Macro Notes - AI and Productivity
February 17, 2026We need to talk about AI’s connection to productivity - and what it means for markets. There is growing confusion around whether a 3%+ US growth backdrop is unequivocally bullish, particularly if that growth is driven by concentrated capital expenditure in AI.
Let’s be clear:
- AI will raise the productivity profile for the US economy.
- However, the gains are unlikely to be broadly distributed.
- Instead, there is a very good chance that productivity benefits will accrue to a narrow set of market participants, reinforcing dispersion and exacerbating the current ‘k-shaped’ economy.

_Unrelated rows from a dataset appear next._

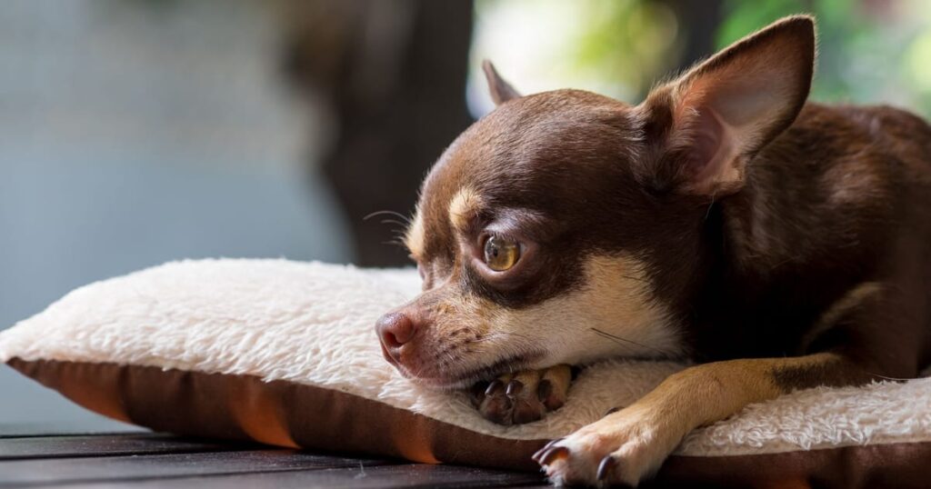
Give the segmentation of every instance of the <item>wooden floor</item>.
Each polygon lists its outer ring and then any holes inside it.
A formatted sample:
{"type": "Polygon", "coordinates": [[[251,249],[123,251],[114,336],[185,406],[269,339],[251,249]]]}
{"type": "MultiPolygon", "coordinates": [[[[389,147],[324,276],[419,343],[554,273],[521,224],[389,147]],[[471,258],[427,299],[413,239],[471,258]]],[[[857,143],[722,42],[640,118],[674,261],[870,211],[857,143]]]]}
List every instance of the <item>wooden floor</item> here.
{"type": "Polygon", "coordinates": [[[548,487],[538,474],[333,456],[171,435],[0,429],[7,487],[548,487]]]}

Do not take my word for it – just look at the way that markets are behaving.
i.) Despite strong earnings momentum, both the technology and communication services sectors are down year-to-date. Positive capex news appears fully priced, and there is palpable concern around whether AI will disrupt legacy software models.
ii.) That same dynamic also helps to explain the bid in US duration of late. The concentration of growth combined with distributional anxiety dampens broad risk appetite.
The first estimate for US Q4 GDP is due on Friday, and much like the rest of the street, we are expecting a strong number. However, if growth is primarily capex-led and AI concentrated, it reinforces our view that we’re deep into late-cycle phase – which we have called a “fractured expansion.”
The time to layer back into technology and communications services will come – but not without some measure of multiples disinflation first. For now, we continue to be long US quality (via ZUQ) and prefer equal-weight gauges over market-cap (ZEQL > ZSP).